Indeed, we are currently going through a period in which original Art Deco pieces are coming up to 100 years old, and will go from being vintage engagement rings, necklaces and bracelets to antique. This doesn’t stop them being Art Deco, of course, and the antique qualifier will usually be added to the description as an indication of minimum age.
Art Deco, in particular, is still a much copied style among present day designers, and the best vintage and antique examples are highly sought after by both collectors and individuals alike. Despite what we’ve said earlier about the term not being any indication of quality or value, the fact is that if a ring has lasted long enough to be classed as antique and is in good condition, it’s probably been well looked after for a reason. That reason will usually be that the quality has warranted the extra care taken throughout the decades.
Estate jewelry is the description that causes most confusion and, often most problems when describing jewelry. In its broadest sense, estate jewelry is jewelry that has reached the market as a result of the death of the owner and a large amount does come from such things but, in reality, the most accurate description is pre-owned jewelry.
It isn’t fair to just leave the description at that, though, or any cheap lump of paste would be called estate jewelry if the original owner threw it away and someone else picked it up. By using the term “estate”, the implication and inference is that the pieces are of high quality, and usually of at least vintage age. This creates the situation where the least specific of the 3 classifications is also the one most likely to reflect the quality of the pieces contained within.

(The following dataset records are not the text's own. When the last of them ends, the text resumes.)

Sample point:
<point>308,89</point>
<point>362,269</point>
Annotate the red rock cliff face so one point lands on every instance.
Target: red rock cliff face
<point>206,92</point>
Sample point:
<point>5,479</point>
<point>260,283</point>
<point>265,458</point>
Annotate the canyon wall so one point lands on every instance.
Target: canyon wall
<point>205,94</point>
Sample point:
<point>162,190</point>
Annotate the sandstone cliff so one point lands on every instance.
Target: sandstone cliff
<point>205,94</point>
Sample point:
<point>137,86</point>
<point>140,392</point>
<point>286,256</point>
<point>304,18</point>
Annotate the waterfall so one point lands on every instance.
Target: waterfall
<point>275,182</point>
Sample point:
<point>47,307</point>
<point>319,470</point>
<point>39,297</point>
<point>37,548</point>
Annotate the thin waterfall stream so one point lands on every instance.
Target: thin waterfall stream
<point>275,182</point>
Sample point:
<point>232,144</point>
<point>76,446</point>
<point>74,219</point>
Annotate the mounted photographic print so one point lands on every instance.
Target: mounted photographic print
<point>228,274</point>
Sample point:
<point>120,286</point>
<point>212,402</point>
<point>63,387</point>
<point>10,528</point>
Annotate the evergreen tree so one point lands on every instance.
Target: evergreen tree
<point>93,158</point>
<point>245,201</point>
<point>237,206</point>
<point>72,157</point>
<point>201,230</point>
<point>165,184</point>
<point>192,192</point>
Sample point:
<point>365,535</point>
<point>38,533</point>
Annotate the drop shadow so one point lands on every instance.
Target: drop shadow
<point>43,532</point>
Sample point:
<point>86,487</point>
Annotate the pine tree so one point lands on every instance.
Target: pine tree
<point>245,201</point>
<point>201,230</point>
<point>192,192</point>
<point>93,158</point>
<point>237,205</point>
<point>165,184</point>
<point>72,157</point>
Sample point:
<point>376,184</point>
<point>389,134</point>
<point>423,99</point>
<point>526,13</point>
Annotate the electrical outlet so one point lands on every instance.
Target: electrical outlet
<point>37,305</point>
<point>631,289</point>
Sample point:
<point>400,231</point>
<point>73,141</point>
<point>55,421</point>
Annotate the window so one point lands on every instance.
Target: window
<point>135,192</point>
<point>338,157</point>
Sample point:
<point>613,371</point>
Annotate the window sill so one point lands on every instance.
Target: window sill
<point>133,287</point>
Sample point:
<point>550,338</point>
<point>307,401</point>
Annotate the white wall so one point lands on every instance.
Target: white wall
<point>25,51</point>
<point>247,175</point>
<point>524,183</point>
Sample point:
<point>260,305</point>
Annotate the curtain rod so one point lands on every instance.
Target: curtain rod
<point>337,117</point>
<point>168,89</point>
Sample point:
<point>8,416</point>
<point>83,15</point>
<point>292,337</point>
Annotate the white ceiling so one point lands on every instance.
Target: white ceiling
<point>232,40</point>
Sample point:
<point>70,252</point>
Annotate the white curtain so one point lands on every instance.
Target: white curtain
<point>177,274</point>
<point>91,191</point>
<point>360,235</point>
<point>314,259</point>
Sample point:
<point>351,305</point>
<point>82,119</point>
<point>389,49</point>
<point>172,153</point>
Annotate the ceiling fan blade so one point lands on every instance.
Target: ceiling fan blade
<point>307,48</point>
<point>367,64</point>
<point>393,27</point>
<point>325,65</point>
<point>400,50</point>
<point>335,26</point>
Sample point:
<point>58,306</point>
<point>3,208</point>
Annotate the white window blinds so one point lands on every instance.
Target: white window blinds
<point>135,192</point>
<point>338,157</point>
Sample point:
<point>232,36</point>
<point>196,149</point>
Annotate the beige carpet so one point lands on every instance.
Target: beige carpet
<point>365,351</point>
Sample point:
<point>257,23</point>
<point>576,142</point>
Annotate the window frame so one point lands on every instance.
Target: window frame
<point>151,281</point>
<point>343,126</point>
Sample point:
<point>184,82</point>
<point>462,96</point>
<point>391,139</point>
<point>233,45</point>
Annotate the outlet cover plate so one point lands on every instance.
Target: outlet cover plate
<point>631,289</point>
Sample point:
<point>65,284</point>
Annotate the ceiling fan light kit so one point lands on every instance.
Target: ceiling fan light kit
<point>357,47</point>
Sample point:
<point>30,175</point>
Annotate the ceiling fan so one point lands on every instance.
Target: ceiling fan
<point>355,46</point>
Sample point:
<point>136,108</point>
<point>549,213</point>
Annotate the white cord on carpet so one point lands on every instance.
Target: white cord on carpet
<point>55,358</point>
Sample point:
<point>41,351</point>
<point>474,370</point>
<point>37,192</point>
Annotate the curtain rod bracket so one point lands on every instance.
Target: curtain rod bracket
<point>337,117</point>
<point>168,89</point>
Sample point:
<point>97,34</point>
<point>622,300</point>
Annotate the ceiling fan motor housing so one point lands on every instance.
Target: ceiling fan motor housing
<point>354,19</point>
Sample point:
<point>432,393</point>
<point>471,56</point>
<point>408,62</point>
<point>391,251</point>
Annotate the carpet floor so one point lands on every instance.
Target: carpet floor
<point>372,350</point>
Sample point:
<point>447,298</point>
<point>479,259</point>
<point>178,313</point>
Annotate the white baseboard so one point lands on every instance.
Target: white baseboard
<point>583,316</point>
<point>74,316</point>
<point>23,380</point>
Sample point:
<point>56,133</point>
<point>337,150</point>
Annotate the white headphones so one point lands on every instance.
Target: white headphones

Most estate pieces will be dated pre-1945, but there are many beautiful estate-quality bracelets and other pieces which came after that but which are still of sufficient quality to be described as estate, and so it means this classification is a little less clear cut than vintage or antique, and also means that the description on items for sale should be viewed with some reservation until more is known about its origins.
If we say that vintage and antique jewelry can both be estate, antique can - technically - be vintage, and that estate can also be neither, it shows why some care is needed when viewing and buying jewelry that isn’t new and previously un-sold, but also when looking for older pieces.